Concern also exists around the visibility of activity within the supply chain. Fifty-nine percent think the visibility of supply chain activity and supplier payment is becoming more difficult due to the increasing complexity of the networks. Sixty-four percent believe that the transparency of an open and collaborative supplier network helps to overcome some of these challenges and provides a more effective basis for sustainable cost savings than closed or exclusive network environments. To take advantage of this networked world and to work effectively, transparency for all parties and automation is key.

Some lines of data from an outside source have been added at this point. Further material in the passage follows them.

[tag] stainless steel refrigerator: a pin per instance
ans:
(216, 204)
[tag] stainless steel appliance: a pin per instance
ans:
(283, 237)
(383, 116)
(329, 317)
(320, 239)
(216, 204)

When asked what the most significant challenges are when making improvements to purchase-to-pay (P2P) systems, 46% of finance executives’ state the biggest challenges are the lack of flexibility of these systems and that changes made can disrupt complex supplier networks. However, 62% claim connecting disparate parts of the purchase and payment process within their business is critically important in the next 12-24 months.
Esa Tihilä, chief executive officer (CEO), Basware, said: “Supply chains have become a complex web of commercial interactions and each organisation that is part of the network has a role to play in minimising commercial risk. Finance executives are aware that late or erroneous payments will create problems for their suppliers, yet late payments still exist. Businesses are recognising buyers as ‘equals’ but the quality of this relationship is held back by a concern for the commercial risk on their own organisation. To navigate the complexity of these supply chain networks successfully, buyers and suppliers need to focus on building collaborative relationships and sharing information.”
Taking a deeper look at how organisations can improve collaborative interaction, 56% deemed shared information and e-commerce systems to be the most effective methods of enhancing businesses collaboration across disparate supply chains and improving the way companies interact on a commercial level.
Tihilä continued: “Cash flow visibility continues to remain a key priority for finance executives. An open network creates a more effective basis for achieving this visibility and therefore sustainable cost savings. In a closed network complete visibility is challenging and the supplier can incur increased and unpredictable costs. An open network approach embraces every size business and enables all parties’ access to multiple automated formats, so there are no restrictions over the size of company an organisation can do business with.”